Reference: Berry, Dale A. CP(C)(1987). Composite Materials for Orthotics and Prosthetics. Orthotics and Prosthetics, Vol. 40, No. 4, pp. 35-43.
Excerpt: Acrylic resins are a lightweight thermosetting plastic with excellent wetting properties and good inherent strength, making thin ultra-light orthopedic appliances possible.
Justification: An acrylic laminated socket is medically necessary for providing a thin, ultra-light socket while maintaining good inherent strength.
L5637, ADDITION TO LOWER EXTREMITY, BELOW KNEE, TOTAL CONTACT.
Reference: ICRC Course Work Manual. Transtibial Prosthetics. 2007.
Excerpt: From a biomechanical standpoint, the total contact design is generally preferable because it offers the following advantages: 1. It helps to prevent edema and aids venous return. . 2. The total contact socket provides greater area over which to distribute the load. Even though the load supported by the end of a mid-leg or mid-thigh stump is not great, it does decrease to some extent the load that must be borne by the other areas of the stump. 3. Because it is in contact with a greater area of the stump, the total contact socket provides better sensory feedback to the wearer.

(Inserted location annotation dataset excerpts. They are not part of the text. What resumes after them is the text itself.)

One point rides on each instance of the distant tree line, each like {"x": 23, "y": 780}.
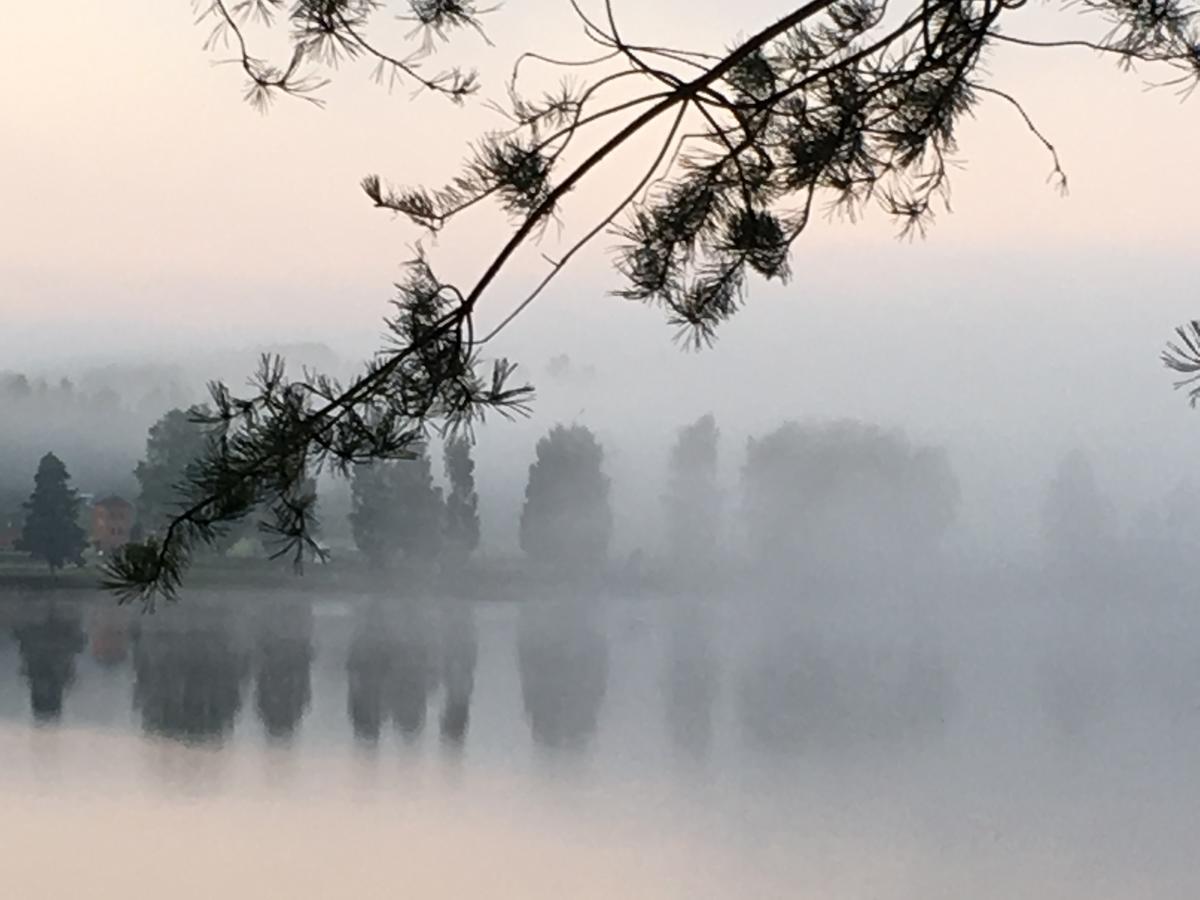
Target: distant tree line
{"x": 815, "y": 496}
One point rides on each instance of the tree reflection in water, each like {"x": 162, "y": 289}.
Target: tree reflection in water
{"x": 563, "y": 659}
{"x": 48, "y": 648}
{"x": 390, "y": 671}
{"x": 690, "y": 682}
{"x": 189, "y": 676}
{"x": 460, "y": 649}
{"x": 799, "y": 693}
{"x": 283, "y": 654}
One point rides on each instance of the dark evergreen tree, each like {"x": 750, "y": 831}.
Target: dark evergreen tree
{"x": 567, "y": 517}
{"x": 693, "y": 499}
{"x": 174, "y": 443}
{"x": 1077, "y": 520}
{"x": 52, "y": 531}
{"x": 396, "y": 510}
{"x": 462, "y": 503}
{"x": 726, "y": 156}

Justification: Medically necessary to reduce skin shear, excessive limb pressure, and edema. A total contact socket helps distribute the ground reaction force throughout the residual limb to reduce high pressure areas, reduces edema, increases proprioception, and increases venous return.
The description I found in the PDAC for example for L5321 is as follow:
ABOVE KNEE, MOLDED SOCKET, OPEN END, SACH FOOT, ENDOSKELETAL SYSTEM, SINGLE AXIS KNEE .
To suggest that total contact is part of the base code when the base code says OPEN END is nuts.
I can't imagine you will find any articles that justify billing both codes together. The arguments that could be made to justify each of these codes are not at all related.